TDM 20100: Project 8 — SQL

Motivation: Starting with this project, we will learn about databases, which allow you to write queries about data.

Context: We will focus on SQLite. Once you understand how to make queries in SQLite, you will have a strong foundation that can be used to learn other database resources, such as MySQL.

Scope: SQLite queries that do not need JOIN

Learning Objectives:
  • We will learn how to make SQLite queries on one table at a time (without using the JOIN)
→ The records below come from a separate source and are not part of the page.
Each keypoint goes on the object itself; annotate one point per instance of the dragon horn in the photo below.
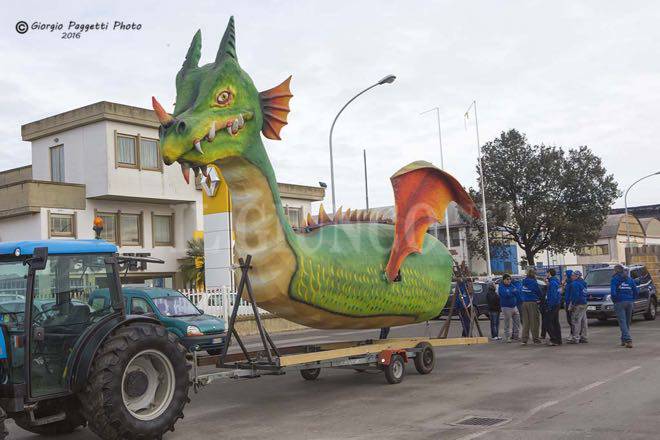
(323, 216)
(310, 220)
(161, 114)
(194, 53)
(228, 43)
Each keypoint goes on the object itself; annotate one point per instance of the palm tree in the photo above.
(192, 267)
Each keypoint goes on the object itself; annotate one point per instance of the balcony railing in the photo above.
(30, 196)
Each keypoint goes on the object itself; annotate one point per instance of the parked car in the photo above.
(196, 330)
(599, 300)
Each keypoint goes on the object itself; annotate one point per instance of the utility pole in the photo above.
(442, 165)
(366, 184)
(483, 188)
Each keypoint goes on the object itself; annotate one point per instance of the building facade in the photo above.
(104, 160)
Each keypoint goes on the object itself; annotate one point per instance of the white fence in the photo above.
(219, 302)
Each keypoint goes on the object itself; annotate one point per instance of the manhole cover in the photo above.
(481, 421)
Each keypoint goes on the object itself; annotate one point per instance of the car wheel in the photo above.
(652, 310)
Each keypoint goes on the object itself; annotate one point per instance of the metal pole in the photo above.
(366, 184)
(625, 204)
(442, 166)
(387, 80)
(483, 188)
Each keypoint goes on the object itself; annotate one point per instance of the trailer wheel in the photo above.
(396, 369)
(310, 374)
(425, 359)
(138, 384)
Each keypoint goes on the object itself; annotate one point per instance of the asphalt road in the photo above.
(597, 390)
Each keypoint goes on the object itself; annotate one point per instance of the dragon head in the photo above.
(218, 111)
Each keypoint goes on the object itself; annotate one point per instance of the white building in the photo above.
(103, 160)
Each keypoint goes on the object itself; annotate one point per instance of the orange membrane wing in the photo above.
(275, 107)
(421, 195)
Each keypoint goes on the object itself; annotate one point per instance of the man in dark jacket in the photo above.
(494, 310)
(531, 295)
(462, 305)
(577, 293)
(551, 309)
(624, 292)
(509, 299)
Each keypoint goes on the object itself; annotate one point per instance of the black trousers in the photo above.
(551, 323)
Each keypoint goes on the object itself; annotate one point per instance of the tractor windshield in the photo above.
(13, 282)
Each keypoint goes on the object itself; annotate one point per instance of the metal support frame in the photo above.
(268, 344)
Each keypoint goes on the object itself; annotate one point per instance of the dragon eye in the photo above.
(224, 97)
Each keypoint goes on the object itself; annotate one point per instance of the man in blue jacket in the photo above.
(551, 309)
(567, 302)
(577, 293)
(623, 291)
(509, 298)
(531, 296)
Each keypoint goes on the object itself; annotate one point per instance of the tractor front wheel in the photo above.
(138, 384)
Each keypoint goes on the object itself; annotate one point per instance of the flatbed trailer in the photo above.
(387, 355)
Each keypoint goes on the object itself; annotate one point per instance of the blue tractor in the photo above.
(65, 363)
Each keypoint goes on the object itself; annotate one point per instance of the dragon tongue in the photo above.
(185, 170)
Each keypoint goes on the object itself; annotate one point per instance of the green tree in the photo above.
(192, 267)
(542, 198)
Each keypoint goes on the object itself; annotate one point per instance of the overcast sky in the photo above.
(565, 73)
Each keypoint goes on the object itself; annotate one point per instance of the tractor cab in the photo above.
(44, 292)
(55, 342)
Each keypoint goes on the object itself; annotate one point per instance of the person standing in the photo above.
(624, 292)
(567, 302)
(531, 295)
(578, 297)
(494, 310)
(551, 309)
(509, 297)
(463, 304)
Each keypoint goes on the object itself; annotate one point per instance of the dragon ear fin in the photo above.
(422, 193)
(275, 108)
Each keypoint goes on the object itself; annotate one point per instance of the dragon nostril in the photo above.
(180, 127)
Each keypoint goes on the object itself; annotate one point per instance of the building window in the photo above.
(149, 155)
(126, 151)
(130, 230)
(62, 225)
(294, 215)
(110, 229)
(163, 230)
(595, 250)
(57, 163)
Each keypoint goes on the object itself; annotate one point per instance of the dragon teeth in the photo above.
(198, 147)
(185, 170)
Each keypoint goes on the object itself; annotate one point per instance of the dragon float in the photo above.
(348, 271)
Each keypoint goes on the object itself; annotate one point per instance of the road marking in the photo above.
(550, 403)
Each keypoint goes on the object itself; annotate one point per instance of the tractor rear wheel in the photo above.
(138, 384)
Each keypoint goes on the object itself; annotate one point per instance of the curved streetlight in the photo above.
(389, 79)
(625, 203)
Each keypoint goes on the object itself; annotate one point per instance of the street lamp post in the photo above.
(483, 188)
(625, 204)
(442, 165)
(389, 79)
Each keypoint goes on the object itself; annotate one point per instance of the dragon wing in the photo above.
(421, 195)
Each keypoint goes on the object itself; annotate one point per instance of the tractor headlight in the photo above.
(194, 331)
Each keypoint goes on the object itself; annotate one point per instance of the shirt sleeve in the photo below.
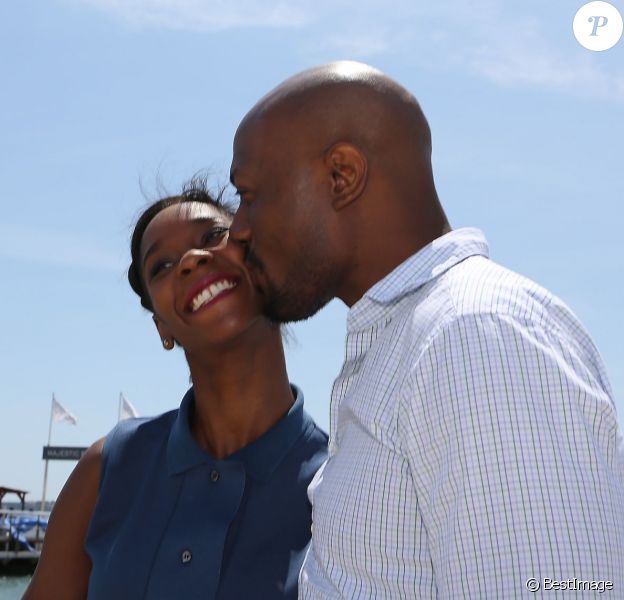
(514, 451)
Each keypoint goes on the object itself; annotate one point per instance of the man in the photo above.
(474, 446)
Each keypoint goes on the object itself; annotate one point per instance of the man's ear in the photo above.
(349, 172)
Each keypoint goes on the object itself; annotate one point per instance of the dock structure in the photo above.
(21, 530)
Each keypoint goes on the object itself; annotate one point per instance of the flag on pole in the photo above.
(60, 413)
(126, 409)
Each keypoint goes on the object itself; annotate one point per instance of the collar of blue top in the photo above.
(427, 264)
(260, 458)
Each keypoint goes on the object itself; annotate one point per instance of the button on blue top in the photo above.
(173, 522)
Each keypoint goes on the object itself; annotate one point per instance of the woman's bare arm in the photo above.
(64, 567)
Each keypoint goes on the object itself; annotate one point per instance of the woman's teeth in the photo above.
(212, 291)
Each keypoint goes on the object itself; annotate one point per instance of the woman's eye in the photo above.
(213, 236)
(158, 267)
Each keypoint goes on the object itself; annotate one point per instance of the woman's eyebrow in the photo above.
(200, 220)
(150, 250)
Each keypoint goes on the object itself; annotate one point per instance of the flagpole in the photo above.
(45, 471)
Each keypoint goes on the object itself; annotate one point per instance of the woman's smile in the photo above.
(209, 290)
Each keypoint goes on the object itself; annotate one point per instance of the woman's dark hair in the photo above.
(196, 190)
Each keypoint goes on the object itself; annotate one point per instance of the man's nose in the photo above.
(193, 258)
(239, 229)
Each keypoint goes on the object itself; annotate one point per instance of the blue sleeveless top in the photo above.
(172, 522)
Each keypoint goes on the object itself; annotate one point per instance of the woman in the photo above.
(207, 501)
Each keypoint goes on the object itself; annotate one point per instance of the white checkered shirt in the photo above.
(474, 442)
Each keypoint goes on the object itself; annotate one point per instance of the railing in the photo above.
(21, 533)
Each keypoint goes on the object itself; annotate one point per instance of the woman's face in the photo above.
(200, 291)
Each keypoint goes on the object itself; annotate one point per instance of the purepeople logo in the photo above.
(597, 26)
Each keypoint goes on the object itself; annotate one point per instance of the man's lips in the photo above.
(209, 289)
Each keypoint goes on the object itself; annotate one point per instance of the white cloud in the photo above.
(56, 248)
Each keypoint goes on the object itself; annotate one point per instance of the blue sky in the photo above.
(103, 98)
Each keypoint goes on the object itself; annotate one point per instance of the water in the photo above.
(12, 586)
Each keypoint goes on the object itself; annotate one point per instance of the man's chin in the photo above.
(288, 310)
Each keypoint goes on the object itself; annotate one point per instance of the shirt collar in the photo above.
(260, 458)
(423, 266)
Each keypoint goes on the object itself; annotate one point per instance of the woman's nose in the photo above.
(192, 259)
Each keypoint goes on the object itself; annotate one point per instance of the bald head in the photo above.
(333, 168)
(351, 102)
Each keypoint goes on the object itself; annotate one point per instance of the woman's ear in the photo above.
(349, 171)
(166, 339)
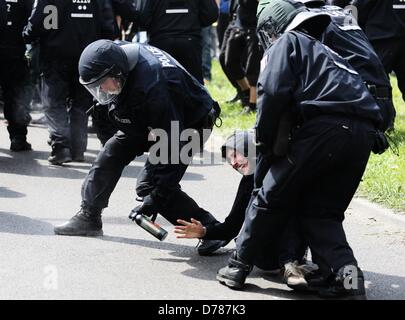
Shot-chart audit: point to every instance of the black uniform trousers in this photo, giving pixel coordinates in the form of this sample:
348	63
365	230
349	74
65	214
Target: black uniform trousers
391	53
14	82
242	41
65	103
224	47
314	183
187	50
103	176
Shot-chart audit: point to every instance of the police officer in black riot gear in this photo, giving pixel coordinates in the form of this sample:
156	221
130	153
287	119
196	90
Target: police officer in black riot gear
175	27
315	180
384	24
64	29
344	36
145	90
14	72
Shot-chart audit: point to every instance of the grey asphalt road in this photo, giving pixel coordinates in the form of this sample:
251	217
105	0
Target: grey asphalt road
128	263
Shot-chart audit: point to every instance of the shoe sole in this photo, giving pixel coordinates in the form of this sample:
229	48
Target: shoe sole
229	283
300	287
97	233
210	251
60	162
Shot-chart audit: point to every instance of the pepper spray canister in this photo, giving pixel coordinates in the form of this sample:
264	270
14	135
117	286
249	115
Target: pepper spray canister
146	223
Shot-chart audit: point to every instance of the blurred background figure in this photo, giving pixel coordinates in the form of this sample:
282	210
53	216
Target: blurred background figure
240	53
175	27
14	72
63	29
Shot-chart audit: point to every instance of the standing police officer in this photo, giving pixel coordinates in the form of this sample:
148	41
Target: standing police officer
14	72
145	91
344	36
384	25
317	178
175	27
64	28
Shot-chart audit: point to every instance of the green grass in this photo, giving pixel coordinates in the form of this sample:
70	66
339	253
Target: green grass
384	179
222	90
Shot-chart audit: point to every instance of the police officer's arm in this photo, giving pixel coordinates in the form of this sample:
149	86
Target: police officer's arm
36	21
127	9
208	12
275	93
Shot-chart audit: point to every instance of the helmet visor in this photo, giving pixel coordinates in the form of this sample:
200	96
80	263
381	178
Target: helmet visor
266	39
106	89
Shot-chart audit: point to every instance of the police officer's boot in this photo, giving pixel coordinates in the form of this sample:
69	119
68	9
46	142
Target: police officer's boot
59	155
235	273
87	222
19	143
347	284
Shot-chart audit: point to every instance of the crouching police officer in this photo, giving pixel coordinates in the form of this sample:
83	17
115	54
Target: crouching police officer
145	89
328	153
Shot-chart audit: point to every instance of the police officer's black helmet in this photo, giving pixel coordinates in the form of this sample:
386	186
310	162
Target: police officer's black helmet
100	60
278	16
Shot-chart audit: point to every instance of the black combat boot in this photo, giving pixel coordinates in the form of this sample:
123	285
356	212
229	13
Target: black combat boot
347	284
19	143
235	273
60	156
208	247
87	222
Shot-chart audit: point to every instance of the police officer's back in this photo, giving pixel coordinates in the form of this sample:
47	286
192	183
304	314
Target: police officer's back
63	29
14	70
384	24
344	36
144	89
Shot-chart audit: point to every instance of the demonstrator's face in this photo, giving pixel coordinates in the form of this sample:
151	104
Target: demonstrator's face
238	161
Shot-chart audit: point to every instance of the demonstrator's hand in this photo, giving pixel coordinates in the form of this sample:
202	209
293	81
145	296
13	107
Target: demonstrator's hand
189	230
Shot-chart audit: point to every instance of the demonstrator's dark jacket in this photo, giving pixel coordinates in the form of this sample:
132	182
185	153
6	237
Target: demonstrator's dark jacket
13	18
308	79
64	28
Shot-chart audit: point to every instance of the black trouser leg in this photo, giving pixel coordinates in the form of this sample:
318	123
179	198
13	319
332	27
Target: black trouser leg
103	176
323	168
15	86
223	53
178	205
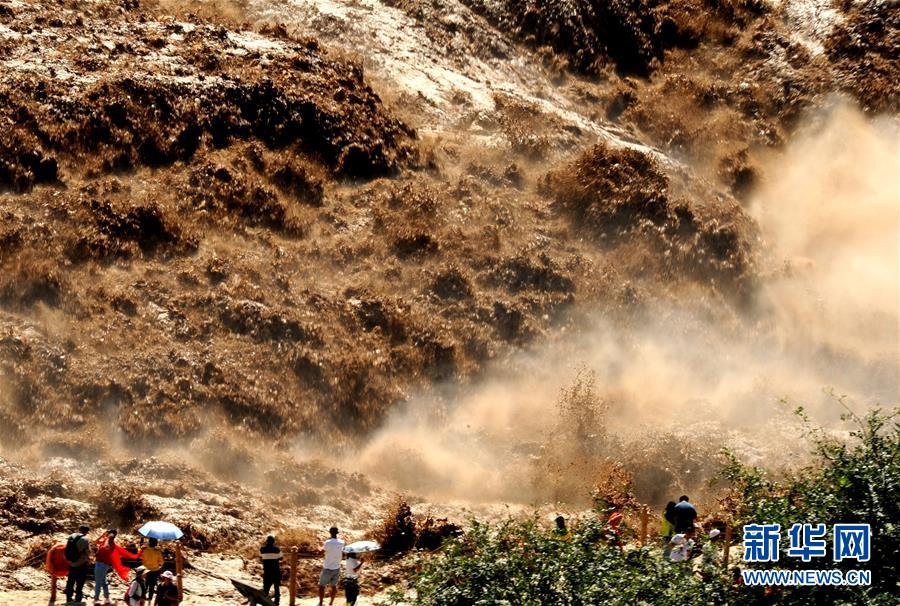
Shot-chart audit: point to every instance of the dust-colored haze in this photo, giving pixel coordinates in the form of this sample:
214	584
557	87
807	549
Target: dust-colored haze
827	319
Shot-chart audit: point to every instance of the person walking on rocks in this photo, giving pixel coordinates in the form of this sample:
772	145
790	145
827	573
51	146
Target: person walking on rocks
685	514
271	556
168	591
153	560
78	553
331	567
137	591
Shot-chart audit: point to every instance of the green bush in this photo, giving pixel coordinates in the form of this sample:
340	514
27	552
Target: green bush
521	563
853	481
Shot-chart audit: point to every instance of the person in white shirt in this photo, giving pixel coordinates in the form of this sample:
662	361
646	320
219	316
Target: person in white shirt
331	567
351	577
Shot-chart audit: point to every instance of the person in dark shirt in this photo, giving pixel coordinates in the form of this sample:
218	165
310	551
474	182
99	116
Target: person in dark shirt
685	514
271	556
78	567
167	592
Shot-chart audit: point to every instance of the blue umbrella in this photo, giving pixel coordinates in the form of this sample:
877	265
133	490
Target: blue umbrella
164	531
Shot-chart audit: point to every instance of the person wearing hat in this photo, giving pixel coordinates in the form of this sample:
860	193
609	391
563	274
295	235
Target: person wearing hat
167	594
152	559
137	591
78	554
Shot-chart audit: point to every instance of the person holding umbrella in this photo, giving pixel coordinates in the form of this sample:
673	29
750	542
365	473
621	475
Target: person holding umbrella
151	557
168	592
271	557
137	591
352	567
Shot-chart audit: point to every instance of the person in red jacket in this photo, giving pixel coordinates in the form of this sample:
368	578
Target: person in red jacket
109	555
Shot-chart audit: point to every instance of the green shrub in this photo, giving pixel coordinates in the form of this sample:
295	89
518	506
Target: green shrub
521	563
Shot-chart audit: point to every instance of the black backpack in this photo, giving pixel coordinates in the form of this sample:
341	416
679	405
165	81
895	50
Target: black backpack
72	551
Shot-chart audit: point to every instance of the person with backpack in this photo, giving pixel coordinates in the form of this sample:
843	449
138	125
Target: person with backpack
152	559
668	527
136	595
271	557
78	553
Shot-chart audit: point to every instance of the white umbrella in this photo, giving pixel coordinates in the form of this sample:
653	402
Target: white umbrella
362	547
164	531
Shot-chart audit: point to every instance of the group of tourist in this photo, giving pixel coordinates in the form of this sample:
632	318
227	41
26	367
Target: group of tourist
148	580
329	578
150	585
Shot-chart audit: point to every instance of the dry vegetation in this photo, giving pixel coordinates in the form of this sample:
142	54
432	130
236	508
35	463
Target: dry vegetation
222	238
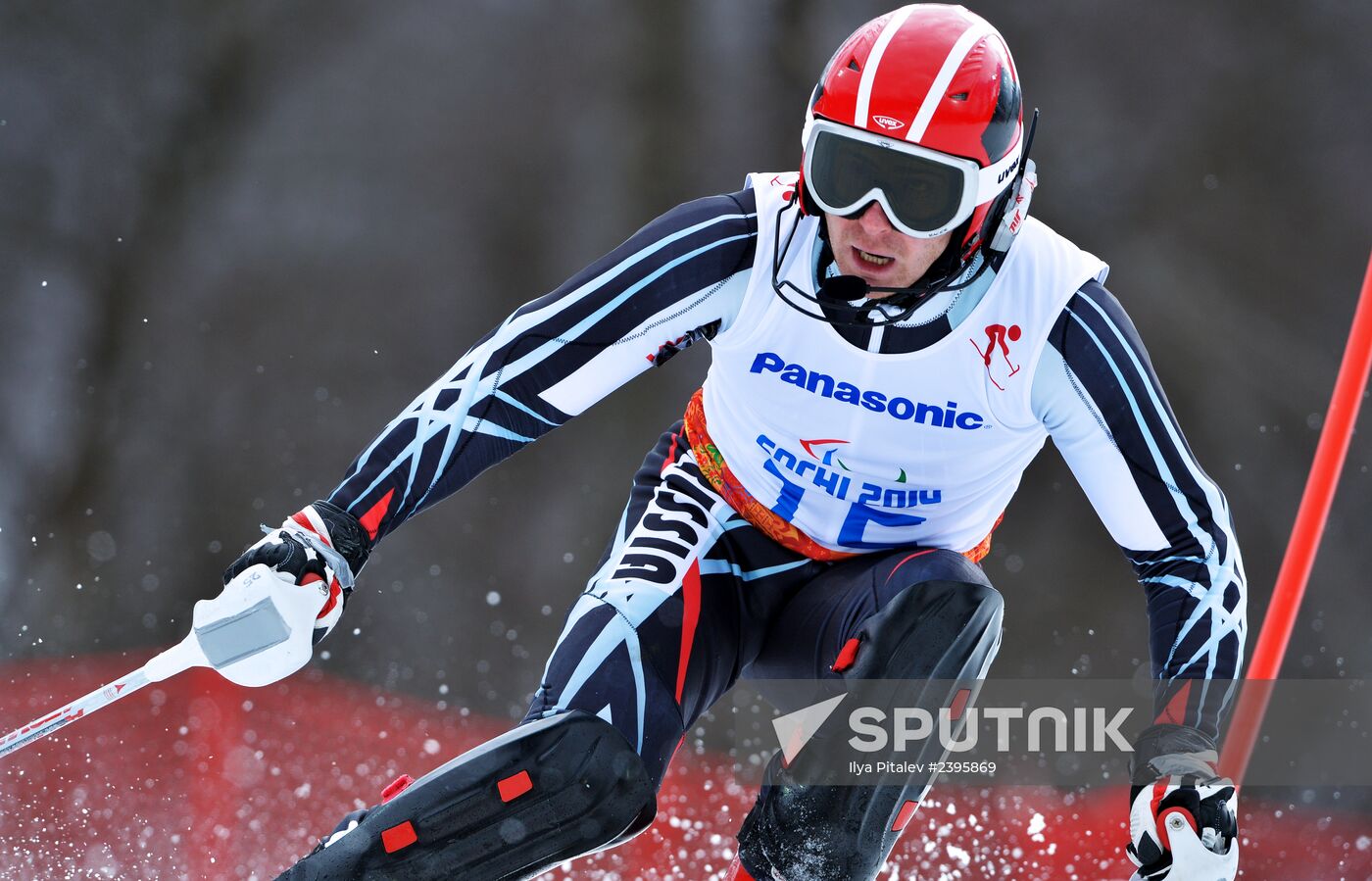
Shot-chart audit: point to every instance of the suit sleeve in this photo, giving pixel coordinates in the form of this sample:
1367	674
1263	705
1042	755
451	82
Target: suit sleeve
1098	395
675	281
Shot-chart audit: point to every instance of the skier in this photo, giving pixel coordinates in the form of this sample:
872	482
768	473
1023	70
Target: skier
822	508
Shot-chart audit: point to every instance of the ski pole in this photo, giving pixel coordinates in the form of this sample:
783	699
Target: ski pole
1305	538
258	631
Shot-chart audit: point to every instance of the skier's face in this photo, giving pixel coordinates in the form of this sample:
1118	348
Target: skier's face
867	246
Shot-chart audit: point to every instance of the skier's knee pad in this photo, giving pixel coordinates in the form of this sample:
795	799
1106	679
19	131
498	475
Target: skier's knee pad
932	630
928	644
537	796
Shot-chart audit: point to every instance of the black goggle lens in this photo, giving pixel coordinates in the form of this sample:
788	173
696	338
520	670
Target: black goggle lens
922	194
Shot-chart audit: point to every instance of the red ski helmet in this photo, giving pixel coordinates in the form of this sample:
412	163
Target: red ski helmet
918	110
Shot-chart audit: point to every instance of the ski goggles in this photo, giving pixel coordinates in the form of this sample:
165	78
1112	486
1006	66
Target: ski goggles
922	191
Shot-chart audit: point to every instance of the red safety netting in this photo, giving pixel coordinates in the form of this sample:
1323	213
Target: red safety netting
201	780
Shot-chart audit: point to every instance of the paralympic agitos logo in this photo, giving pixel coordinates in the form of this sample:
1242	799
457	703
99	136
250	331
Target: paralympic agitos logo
905	409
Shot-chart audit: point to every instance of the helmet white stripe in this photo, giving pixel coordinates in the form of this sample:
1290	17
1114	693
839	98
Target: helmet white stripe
978	30
868	73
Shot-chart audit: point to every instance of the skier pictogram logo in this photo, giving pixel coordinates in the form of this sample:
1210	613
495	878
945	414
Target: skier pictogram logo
998	336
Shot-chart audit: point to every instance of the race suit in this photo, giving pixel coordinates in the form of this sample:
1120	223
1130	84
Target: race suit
811	444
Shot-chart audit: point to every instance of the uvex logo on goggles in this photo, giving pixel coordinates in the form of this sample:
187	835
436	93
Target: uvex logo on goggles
899	408
922	191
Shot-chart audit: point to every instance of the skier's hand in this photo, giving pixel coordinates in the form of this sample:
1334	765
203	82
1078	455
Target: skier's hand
1182	815
319	545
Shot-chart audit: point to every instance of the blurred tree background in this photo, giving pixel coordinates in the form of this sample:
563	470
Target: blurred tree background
237	237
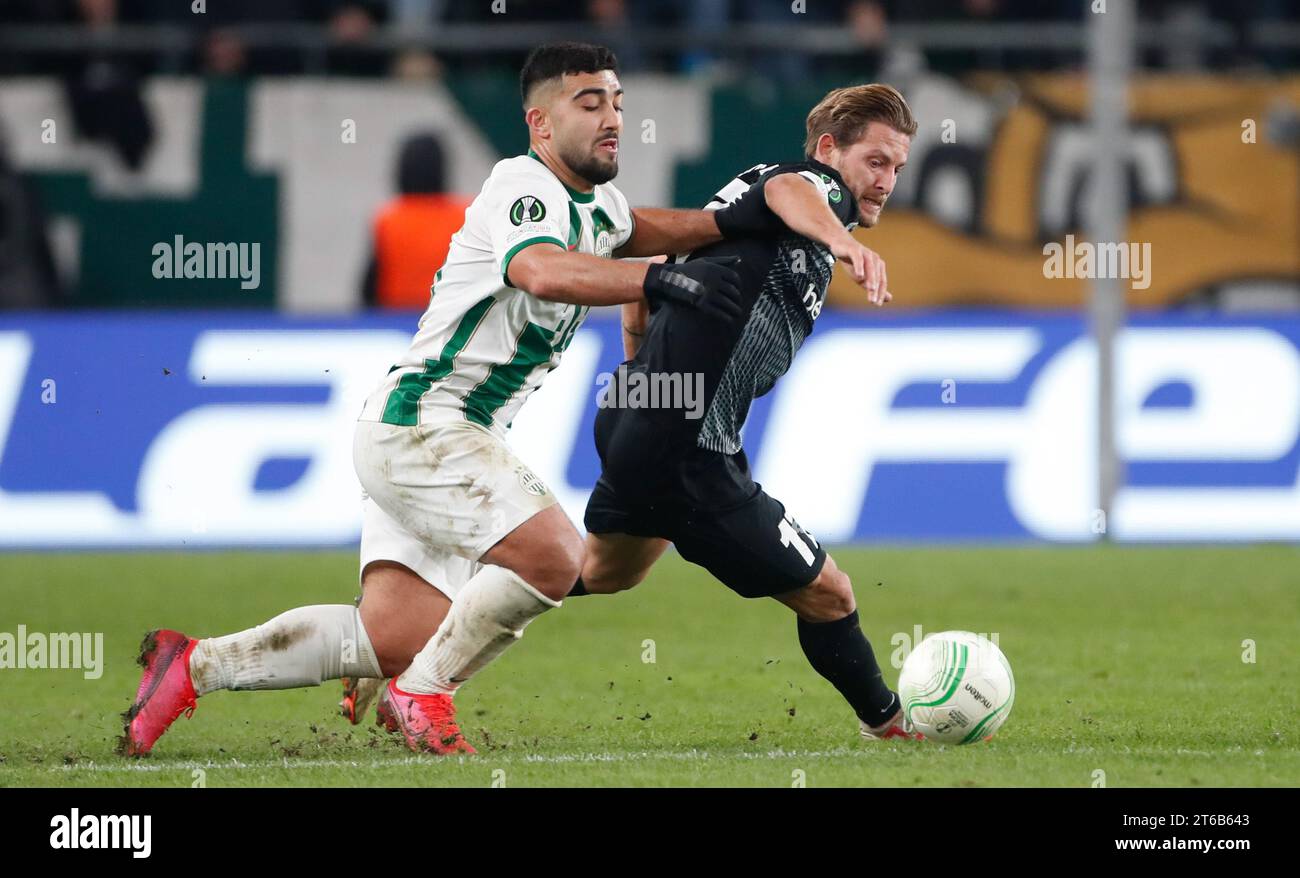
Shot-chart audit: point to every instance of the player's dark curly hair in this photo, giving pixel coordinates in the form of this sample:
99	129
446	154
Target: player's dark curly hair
554	60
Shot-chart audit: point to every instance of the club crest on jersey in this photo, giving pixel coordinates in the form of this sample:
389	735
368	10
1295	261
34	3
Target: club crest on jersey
835	194
603	245
531	483
528	208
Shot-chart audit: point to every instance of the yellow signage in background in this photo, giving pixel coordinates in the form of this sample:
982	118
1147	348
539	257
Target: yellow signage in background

Make sure to read about, and use the template found here, and the important information about project submissions here.

Dataset(s)

This project will use the following dataset:

  • /anvil/projects/tdm/data/lahman/lahman.db (Lahman baseball database)

Our page in The Examples Book about SQL (in general) is given here: the-examples-book.com/tools/SQL/

Before you begin the project, try the examples from the Lahman baseball database found on this webpage of The Examples Book: the-examples-book.com/tools/SQL/lahman-examples-no-joins All of these examples are (relatively) simple and do not need to JOIN two tables. They just rely on one table of the database at a time.

Questions

Using the seminar kernel, if you run this line in a cell by itself:

%sql sqlite:////anvil/projects/tdm/data/lahman/lahman.db

If your kernel dies, then you need to re-run the line above. You also need to re-run this line at the start of any new Jupyter Lab session.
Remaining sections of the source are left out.